Postgresql – Optimizing PostgreSQL for transient data

database-tuningoptimizationpostgresql

I have several tables with 100-300 columns of integer types each, that hold highly volatile data. The datasets are keyed by one or two primary keys, and when refresh occurs, the whole dataset is deleted and new data is inserted in one transaction. Dataset size is usually a few hundred rows, but can be up to several thousand rows in extreme cases. Refresh occurs once per second, and dataset updates for different keys are usually disjointed, so dropping and recreating the table is not feasible.
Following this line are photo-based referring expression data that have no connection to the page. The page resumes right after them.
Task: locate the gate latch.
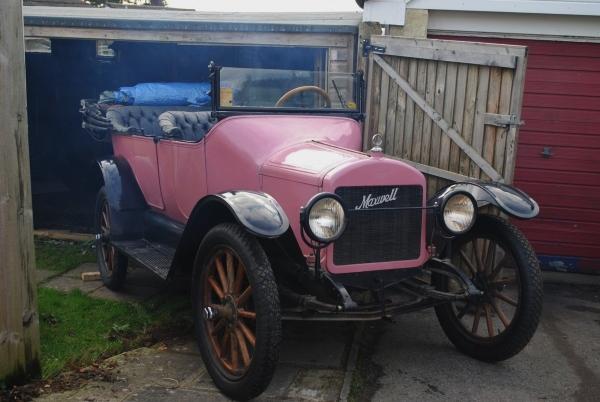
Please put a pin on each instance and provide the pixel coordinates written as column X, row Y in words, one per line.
column 368, row 47
column 501, row 120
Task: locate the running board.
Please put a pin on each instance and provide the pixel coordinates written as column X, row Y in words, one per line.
column 154, row 256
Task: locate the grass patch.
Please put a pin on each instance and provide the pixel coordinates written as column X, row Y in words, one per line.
column 365, row 379
column 76, row 329
column 61, row 256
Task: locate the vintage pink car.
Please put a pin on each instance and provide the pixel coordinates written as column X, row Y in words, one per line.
column 269, row 203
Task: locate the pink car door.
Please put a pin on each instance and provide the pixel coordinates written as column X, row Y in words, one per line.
column 182, row 176
column 141, row 154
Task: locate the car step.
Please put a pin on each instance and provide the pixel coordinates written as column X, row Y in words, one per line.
column 154, row 256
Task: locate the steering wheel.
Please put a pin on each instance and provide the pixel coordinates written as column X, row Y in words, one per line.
column 307, row 88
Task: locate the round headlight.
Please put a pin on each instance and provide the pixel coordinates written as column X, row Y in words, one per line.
column 325, row 218
column 459, row 213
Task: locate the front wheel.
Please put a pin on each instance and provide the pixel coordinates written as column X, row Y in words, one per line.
column 236, row 312
column 501, row 263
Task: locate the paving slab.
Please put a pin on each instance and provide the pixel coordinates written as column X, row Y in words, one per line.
column 129, row 293
column 174, row 370
column 562, row 361
column 316, row 385
column 85, row 267
column 66, row 284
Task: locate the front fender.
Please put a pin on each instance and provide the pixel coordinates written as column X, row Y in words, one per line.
column 258, row 212
column 508, row 199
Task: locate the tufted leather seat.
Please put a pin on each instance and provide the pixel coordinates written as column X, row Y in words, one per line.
column 140, row 119
column 189, row 126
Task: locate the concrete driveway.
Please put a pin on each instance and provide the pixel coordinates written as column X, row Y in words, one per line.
column 408, row 359
column 414, row 360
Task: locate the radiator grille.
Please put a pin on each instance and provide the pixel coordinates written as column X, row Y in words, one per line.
column 377, row 231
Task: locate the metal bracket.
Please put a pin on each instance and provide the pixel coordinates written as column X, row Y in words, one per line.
column 501, row 120
column 368, row 47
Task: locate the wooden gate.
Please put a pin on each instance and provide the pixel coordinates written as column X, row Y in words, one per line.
column 451, row 109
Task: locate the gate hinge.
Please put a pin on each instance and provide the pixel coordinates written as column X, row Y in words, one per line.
column 368, row 47
column 501, row 120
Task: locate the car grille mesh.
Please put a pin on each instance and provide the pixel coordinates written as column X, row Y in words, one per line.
column 381, row 232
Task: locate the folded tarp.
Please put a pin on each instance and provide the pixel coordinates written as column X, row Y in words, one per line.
column 160, row 94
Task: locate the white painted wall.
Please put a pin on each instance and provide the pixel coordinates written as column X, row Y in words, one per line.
column 562, row 7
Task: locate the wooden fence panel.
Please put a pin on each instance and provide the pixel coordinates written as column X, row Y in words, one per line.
column 448, row 108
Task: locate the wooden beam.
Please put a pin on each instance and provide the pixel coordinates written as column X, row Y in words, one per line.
column 19, row 325
column 433, row 171
column 205, row 38
column 439, row 120
column 441, row 50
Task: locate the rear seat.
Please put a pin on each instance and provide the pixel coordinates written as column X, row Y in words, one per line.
column 141, row 119
column 189, row 126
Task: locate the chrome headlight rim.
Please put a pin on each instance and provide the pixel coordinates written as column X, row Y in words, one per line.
column 443, row 208
column 305, row 217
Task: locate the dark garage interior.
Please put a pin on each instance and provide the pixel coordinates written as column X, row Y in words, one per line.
column 65, row 178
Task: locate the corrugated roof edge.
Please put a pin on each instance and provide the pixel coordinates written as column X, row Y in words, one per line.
column 186, row 21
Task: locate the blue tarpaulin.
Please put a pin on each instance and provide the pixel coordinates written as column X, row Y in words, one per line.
column 160, row 94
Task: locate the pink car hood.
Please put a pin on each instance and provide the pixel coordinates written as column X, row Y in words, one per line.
column 308, row 162
column 244, row 148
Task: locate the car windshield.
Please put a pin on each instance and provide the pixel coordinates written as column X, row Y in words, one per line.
column 257, row 89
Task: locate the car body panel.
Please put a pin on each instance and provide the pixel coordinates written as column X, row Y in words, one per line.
column 238, row 146
column 182, row 176
column 140, row 153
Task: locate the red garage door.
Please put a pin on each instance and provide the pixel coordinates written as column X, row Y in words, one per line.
column 558, row 155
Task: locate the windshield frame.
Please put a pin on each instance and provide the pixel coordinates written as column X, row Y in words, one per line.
column 219, row 111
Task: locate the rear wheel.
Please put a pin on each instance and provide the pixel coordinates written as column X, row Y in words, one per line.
column 500, row 262
column 111, row 263
column 236, row 312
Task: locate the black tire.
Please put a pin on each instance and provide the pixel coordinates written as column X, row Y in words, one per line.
column 264, row 300
column 111, row 263
column 527, row 284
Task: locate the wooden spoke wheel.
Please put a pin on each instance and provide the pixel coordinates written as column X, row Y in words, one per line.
column 111, row 263
column 501, row 263
column 236, row 311
column 229, row 311
column 492, row 267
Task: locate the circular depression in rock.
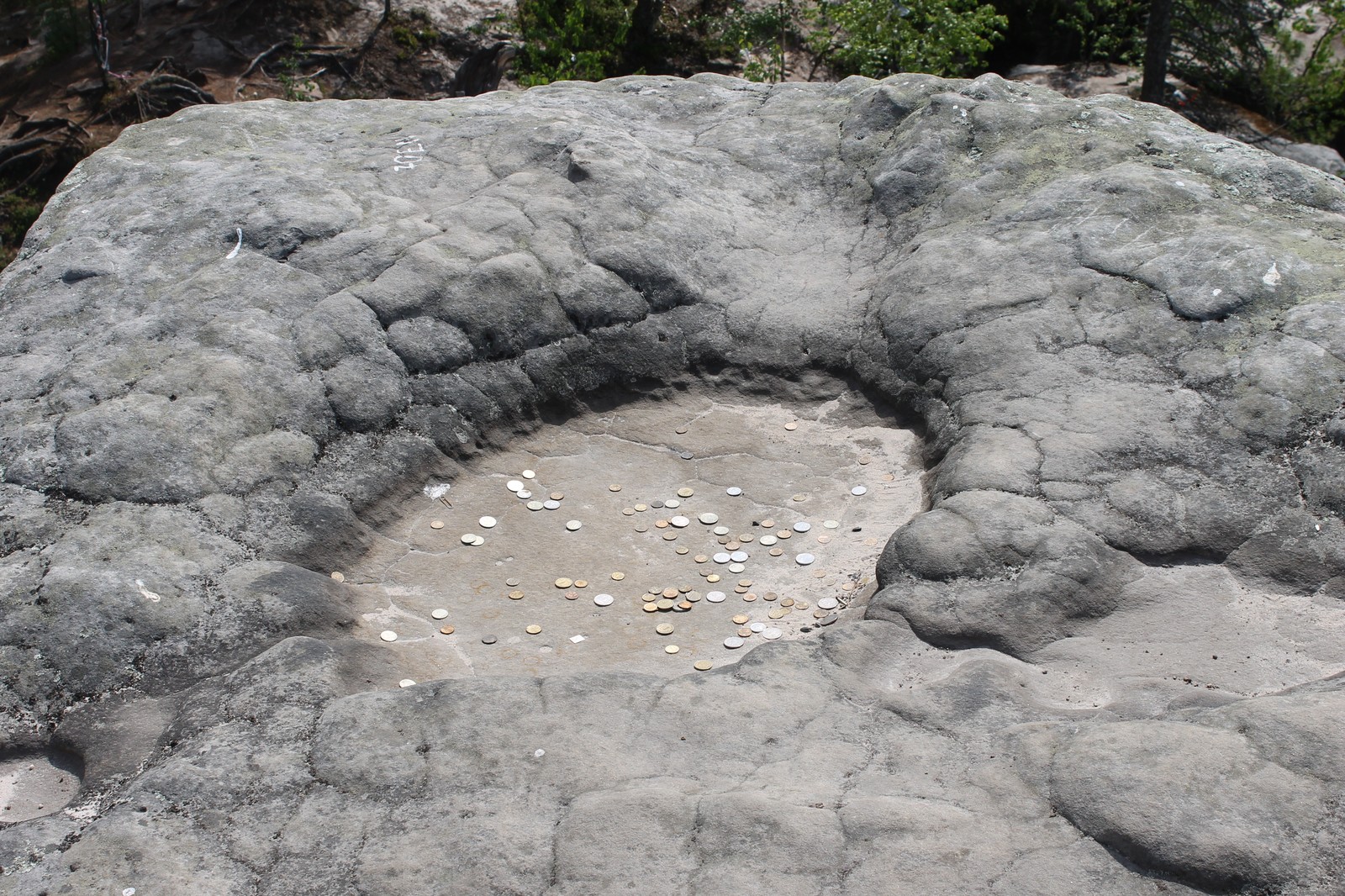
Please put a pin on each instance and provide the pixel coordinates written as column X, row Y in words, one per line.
column 37, row 783
column 643, row 537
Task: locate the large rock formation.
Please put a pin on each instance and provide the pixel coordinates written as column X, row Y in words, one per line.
column 1105, row 660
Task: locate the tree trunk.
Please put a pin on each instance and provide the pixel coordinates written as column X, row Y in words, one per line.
column 1158, row 40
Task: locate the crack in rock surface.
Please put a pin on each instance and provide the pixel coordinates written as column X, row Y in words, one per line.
column 1100, row 647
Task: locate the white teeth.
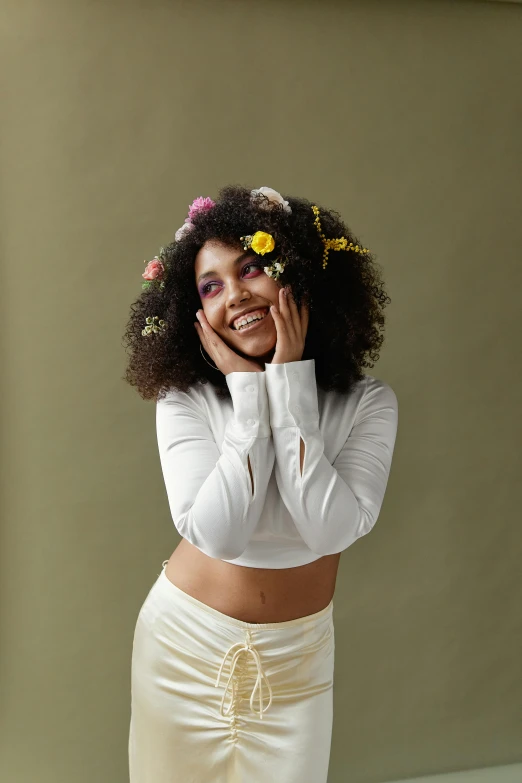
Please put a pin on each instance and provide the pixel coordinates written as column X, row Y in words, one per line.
column 248, row 320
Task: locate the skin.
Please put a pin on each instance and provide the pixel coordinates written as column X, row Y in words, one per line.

How do I tune Postgres to handle such load? I can use the latest and greatest version if that makes any difference.

Best Answer

Depending on how many different data sets there are, one option would be to partition the tables per-dataset.

When a dataset is updated, BEGIN a new transaction, TRUNCATE the table, COPY the new data into it, and COMMIT. PostgreSQL has an optimisation where COPYing into a table that's been TRUNCATEd in the same transaction does much less I/O if you're using wal_level = minimal (the default).

If you cannot partition and truncate (say, if you're dealing with tens or hundreds of thousands of data sets, where there'd just be too many tables) you'll instead want to crank autovacuum up to run as much as it can, make sure you have good indexes on anything you delete based on, and be prepared for somewhat ordinary performance.

If you don't need crash safety - you don't mind your tables being empty after a system crash - you can also create your tables as UNLOGGED, which will save you a huge amount of I/O cost.

If you don't mind having to restore the whole setup from a backup after a system crash you can go a step further and also setfsync=off, which basically says to PostgreSQL "don't bother with crash safety, I have good backups and I don't care if my data is permanently and totally unrecoverable after a crash, and I'm happy to re-initdb before I can use my database again".

I wrote some more about this in a similar thread on Stack Overflow about optimising PostgreSQL for fast testing; that mentions host OS tuning, separating WAL onto a different disk if you're not using unlogged tables, checkpointer adjustments, etc.

There's also some info in the Pg docs for fast data loading and non-durable settings.